Apakah karena usia mudanya, maka suaranya sungguh bening? Yang jelas, kuatlitasnya kategori T.O.P. Aku menyesal tak sempat ngobrol. Posenya dalam foto ini menyiratkan banyak hal. Aku terpukau lihat jarinya yang otomatis me'lentik' saat bertumpu pada kecapi bapaknya. Lalu kebaya yang longgar ini, punya siapa? Apakah milik sang emak? Apakah yang dirasakan sang Bapak? Ada ketegaran sekaligus apathy di raut wajahnya. Apa yang dipikirkan?


Pak Djohan, sesepuh Komunitas Eks Pedagang Buku Lawas Kwitang. Berusia 71 tahun, terlihat amat mencintai profesinya, dan percaya bahwa yang ia lakukan dan perjuangkan membawa manfaat. Ia juga adalah mentor yang baik bagi para pedagang sekelilingnya, menginspirasi, menunjukkan apa yang disebut excellence dan dedikasi. Great lesson.


Warung Bang Nasir yang nyaman. Di atas tertulis Warung Kopi Atjeh, di bawahnya,  Mie Aceh.... Hehehe, gak konsisten. Aku betah berlama-lama disini. Kalau sedang tak sibuk melayani, Bang Nasir menghibur tamu-tamunya, termasuk aku. Diperkenalkannya aku ke serombongan keluarganya yang baru datang dari Aceh. Diajak bercerita ke kiri kanan. Tiap kali aku mau bangkit pulang, ia bertanya "kenapa buru2, ini kan hari Minggu".... hahahah, aku serasa sedang mertamu ke tetangga..

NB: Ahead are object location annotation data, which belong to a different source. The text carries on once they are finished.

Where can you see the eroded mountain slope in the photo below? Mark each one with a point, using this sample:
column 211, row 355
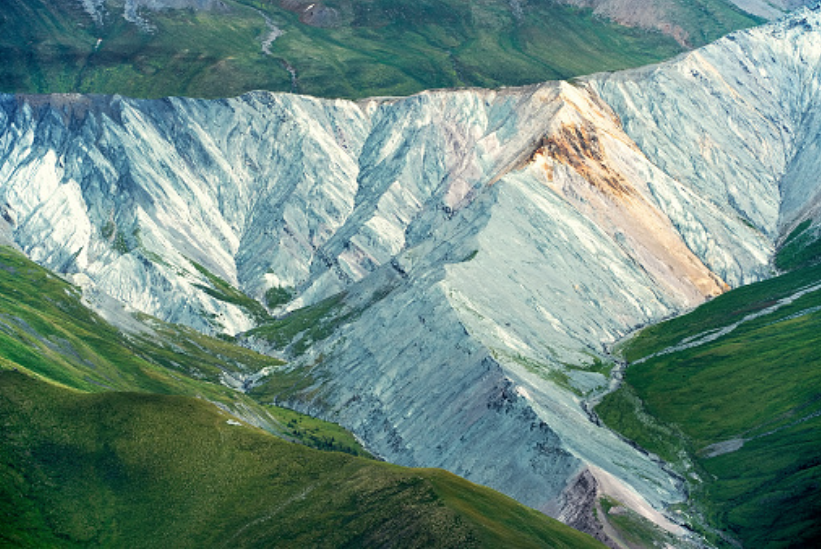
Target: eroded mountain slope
column 466, row 257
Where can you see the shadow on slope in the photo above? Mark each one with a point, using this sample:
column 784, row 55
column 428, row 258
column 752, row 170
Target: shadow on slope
column 140, row 470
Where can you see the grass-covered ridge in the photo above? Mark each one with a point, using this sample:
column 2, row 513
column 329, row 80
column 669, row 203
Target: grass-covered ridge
column 374, row 47
column 738, row 415
column 140, row 470
column 46, row 331
column 113, row 440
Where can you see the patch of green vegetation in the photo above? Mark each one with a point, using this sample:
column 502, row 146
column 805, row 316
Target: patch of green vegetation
column 802, row 248
column 626, row 410
column 299, row 329
column 718, row 312
column 223, row 291
column 278, row 295
column 747, row 407
column 318, row 434
column 378, row 47
column 135, row 470
column 46, row 331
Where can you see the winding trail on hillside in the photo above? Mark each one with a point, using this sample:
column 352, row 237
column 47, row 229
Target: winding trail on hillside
column 713, row 335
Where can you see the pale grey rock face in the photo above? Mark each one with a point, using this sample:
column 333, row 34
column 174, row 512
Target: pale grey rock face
column 490, row 245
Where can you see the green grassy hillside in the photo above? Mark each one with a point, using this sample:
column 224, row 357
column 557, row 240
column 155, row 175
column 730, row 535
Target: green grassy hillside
column 141, row 470
column 374, row 47
column 739, row 416
column 112, row 440
column 46, row 331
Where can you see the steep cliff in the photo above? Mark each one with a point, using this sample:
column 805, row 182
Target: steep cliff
column 469, row 257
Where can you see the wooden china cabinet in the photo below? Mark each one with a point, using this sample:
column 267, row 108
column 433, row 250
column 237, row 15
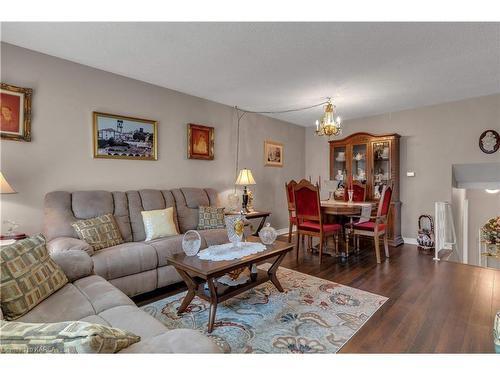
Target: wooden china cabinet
column 372, row 160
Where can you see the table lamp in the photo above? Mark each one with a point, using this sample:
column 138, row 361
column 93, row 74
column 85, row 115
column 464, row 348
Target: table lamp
column 244, row 179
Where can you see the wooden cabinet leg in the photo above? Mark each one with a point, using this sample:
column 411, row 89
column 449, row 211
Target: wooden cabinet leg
column 377, row 247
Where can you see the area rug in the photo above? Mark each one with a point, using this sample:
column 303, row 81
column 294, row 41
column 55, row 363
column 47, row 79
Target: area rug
column 312, row 316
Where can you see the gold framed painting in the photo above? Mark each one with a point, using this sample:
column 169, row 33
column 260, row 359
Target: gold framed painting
column 273, row 154
column 201, row 141
column 123, row 137
column 15, row 112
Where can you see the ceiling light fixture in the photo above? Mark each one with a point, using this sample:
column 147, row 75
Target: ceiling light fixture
column 492, row 191
column 329, row 125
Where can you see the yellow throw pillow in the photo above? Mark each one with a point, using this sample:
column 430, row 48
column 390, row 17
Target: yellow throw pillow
column 159, row 223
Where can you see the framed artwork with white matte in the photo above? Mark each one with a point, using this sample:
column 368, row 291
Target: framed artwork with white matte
column 15, row 113
column 273, row 154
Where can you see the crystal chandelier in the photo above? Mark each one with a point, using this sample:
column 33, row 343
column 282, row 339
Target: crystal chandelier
column 329, row 125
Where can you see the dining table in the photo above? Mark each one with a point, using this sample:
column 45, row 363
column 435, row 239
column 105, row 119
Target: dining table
column 342, row 210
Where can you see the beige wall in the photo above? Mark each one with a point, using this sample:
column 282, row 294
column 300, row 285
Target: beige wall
column 433, row 138
column 60, row 155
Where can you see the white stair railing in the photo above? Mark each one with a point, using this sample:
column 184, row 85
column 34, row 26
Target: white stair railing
column 445, row 234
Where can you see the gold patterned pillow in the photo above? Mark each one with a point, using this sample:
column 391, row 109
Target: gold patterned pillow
column 99, row 232
column 28, row 276
column 211, row 217
column 63, row 337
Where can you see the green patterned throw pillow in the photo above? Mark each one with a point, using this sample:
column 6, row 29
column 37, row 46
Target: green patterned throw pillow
column 211, row 217
column 63, row 337
column 28, row 276
column 99, row 232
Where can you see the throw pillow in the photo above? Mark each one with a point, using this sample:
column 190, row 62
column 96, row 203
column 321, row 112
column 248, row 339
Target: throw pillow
column 211, row 217
column 159, row 223
column 63, row 337
column 29, row 276
column 99, row 232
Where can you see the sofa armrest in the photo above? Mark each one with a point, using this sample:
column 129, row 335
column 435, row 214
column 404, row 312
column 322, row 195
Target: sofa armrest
column 68, row 243
column 76, row 264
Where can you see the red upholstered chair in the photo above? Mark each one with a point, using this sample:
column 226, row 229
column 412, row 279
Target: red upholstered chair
column 292, row 219
column 377, row 225
column 358, row 192
column 309, row 218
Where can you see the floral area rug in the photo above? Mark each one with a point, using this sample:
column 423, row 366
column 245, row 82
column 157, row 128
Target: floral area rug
column 312, row 316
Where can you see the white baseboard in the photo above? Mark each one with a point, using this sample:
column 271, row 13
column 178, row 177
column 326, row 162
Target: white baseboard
column 410, row 241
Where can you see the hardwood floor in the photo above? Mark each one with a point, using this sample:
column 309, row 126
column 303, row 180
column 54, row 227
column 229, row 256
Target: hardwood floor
column 433, row 307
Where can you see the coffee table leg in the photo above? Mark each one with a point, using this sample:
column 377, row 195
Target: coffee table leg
column 192, row 286
column 272, row 273
column 213, row 304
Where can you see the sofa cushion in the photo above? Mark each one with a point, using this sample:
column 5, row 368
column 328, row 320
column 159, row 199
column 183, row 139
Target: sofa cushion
column 210, row 217
column 63, row 337
column 187, row 201
column 99, row 232
column 133, row 319
column 65, row 304
column 124, row 259
column 74, row 263
column 28, row 276
column 159, row 223
column 175, row 341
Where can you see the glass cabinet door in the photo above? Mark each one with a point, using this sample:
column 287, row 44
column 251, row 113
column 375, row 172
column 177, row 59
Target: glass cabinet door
column 340, row 164
column 381, row 167
column 359, row 164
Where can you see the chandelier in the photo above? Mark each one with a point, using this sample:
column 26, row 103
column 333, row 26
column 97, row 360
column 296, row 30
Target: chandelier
column 329, row 125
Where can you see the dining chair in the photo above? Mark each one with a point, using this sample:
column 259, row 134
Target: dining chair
column 309, row 218
column 292, row 219
column 358, row 192
column 376, row 226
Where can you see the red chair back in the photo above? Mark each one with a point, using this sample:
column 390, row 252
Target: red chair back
column 359, row 192
column 385, row 201
column 307, row 201
column 289, row 194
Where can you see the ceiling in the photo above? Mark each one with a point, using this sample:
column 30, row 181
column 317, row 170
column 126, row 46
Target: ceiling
column 368, row 68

Bang Nasir datang merantau ke Jakarta belasan tahun silam. Ketrampilan  yang membuatnya menekadkan diri mengadu nasib di Jakarta diwariskan dari ayah, menjual kopi dan mie aceh. Setelah berbelas tahun malang melintang di emper Aldiron dan beberapa tempat di kawasan Blok M lain akhirnya ia dapat tempat di Square ini. Setiap siang dan sesudah jam lima sore bermeja-meja dirubung langganan setia kopi dan mie acehnya.

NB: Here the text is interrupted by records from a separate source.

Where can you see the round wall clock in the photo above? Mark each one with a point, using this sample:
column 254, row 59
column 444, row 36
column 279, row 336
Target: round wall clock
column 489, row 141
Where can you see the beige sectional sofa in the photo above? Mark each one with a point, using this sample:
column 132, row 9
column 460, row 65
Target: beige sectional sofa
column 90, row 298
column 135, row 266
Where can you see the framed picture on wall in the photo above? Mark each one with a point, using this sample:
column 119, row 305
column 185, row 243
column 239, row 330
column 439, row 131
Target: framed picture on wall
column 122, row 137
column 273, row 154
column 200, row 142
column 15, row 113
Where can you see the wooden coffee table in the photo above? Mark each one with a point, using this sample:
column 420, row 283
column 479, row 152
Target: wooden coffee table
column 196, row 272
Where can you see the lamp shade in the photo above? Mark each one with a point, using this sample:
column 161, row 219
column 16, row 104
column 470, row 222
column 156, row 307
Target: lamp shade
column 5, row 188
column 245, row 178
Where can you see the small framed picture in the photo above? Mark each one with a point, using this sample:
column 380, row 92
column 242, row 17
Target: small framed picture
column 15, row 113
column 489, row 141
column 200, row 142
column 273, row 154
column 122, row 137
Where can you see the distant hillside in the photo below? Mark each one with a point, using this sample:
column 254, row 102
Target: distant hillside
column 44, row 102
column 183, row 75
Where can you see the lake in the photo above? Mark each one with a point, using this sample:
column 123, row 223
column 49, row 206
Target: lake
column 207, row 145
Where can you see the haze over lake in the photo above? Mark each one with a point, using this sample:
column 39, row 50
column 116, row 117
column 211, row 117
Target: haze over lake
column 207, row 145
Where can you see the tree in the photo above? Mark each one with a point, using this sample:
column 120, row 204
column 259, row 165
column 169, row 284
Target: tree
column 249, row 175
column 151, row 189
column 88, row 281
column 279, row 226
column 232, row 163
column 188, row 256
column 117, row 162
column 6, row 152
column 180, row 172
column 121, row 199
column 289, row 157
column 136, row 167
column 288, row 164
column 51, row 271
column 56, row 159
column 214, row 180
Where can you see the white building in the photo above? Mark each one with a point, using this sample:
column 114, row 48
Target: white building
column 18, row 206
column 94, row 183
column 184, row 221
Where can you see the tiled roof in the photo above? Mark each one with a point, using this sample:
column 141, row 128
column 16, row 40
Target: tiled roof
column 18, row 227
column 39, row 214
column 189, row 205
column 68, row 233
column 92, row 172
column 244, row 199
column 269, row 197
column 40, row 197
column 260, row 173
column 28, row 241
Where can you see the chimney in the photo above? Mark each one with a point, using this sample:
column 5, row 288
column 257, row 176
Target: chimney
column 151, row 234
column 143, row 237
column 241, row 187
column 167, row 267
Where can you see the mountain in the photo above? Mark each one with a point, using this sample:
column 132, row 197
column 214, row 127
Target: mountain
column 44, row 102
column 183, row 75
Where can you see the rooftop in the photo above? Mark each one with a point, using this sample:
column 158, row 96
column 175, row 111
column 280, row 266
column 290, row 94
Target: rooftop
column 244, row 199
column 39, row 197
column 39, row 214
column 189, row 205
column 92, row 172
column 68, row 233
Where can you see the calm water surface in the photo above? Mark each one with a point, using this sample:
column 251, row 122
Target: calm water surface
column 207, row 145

Di tengah2 percakapan, sesekali ia bangkit dari kursinya dan melayani pembeli yang datang. Tak ada yang boleh menyentuh pembuatan kopi. "Ini tak ada ilmunya, bu. Jiwa harus melekat (sumpe, istilah dia sendiri lho), supaya kopi yang dibuat sedap".  Di Aceh, urusan kopi, memasak mie dan berjualan makanan minuman pada umumnya adalah ranah lelaki. Tapi di Jakarta ini istrinya ikut pegang peran. Ia bertanggung jawab untuk membuat mie dan masakan lainnya.

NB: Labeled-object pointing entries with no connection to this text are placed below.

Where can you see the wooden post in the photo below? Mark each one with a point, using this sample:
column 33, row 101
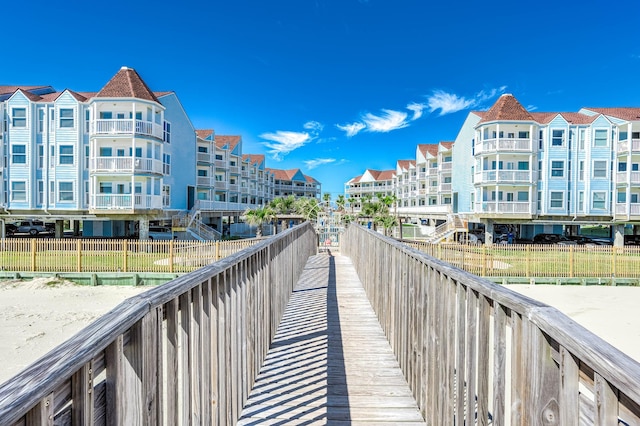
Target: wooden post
column 171, row 256
column 33, row 255
column 125, row 264
column 78, row 255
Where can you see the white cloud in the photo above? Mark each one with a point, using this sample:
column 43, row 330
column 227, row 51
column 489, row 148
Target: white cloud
column 313, row 126
column 449, row 103
column 312, row 164
column 283, row 142
column 387, row 121
column 417, row 110
column 351, row 129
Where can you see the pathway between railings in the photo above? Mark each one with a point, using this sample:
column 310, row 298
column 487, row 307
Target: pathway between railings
column 330, row 362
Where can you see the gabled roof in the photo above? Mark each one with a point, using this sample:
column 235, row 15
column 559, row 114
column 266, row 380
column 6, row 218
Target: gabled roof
column 7, row 90
column 506, row 107
column 430, row 148
column 406, row 164
column 127, row 83
column 627, row 114
column 447, row 145
column 231, row 141
column 253, row 158
column 204, row 134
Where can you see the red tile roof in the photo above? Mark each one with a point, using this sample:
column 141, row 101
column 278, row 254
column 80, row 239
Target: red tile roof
column 203, row 134
column 430, row 148
column 507, row 107
column 127, row 83
column 232, row 141
column 627, row 114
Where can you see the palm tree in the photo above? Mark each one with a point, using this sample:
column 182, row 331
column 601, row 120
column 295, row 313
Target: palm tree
column 340, row 202
column 258, row 217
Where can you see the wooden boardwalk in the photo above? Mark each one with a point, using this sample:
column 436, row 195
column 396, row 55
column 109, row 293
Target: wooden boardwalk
column 330, row 362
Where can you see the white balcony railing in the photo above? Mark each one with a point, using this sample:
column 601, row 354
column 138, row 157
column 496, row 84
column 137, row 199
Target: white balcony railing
column 125, row 165
column 632, row 209
column 495, row 145
column 126, row 127
column 125, row 202
column 503, row 176
column 514, row 207
column 623, row 146
column 633, row 179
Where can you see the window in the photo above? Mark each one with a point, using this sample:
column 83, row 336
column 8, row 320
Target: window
column 66, row 118
column 40, row 120
column 557, row 168
column 19, row 154
column 105, row 188
column 600, row 169
column 557, row 199
column 65, row 191
column 557, row 138
column 599, row 200
column 600, row 138
column 18, row 191
column 66, row 154
column 167, row 132
column 19, row 117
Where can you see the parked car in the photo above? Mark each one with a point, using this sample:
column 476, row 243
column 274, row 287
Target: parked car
column 34, row 227
column 161, row 233
column 10, row 228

Kopi tentunya tanggung jawab bang Nasir.  "Saya tidak mengizinkan isteri saya pegang kopi bu, dikomplain melulu" katanya. Lalu aku tanya, memangnya ibu minum kopi. Dia sambil tersipu-sipu menjawab tidak, karena baru sadar, YA IYALAH, bagimana bisa bikin kopi yang pas kalau sendirinya tidak terbiasa minum kopi. Bang ini gimana yak....:-)


Bang Nasir bagian public relation, ngobrol dengan tamu sambil menyuguhkan teh. Ah, mampir di warung ini seperti sedang menenangga....Di atas ini aku yang  sedang dihibur oleh si Abang. Di sekelilingnya adalah  keluarganya yang sedang berkunjung ke Jakarta, dibawa oleh adiknya (duduk berbaju garis-garis) yang juga menjalankan kedai mie aceh dan kopi di daerah Setiabudi.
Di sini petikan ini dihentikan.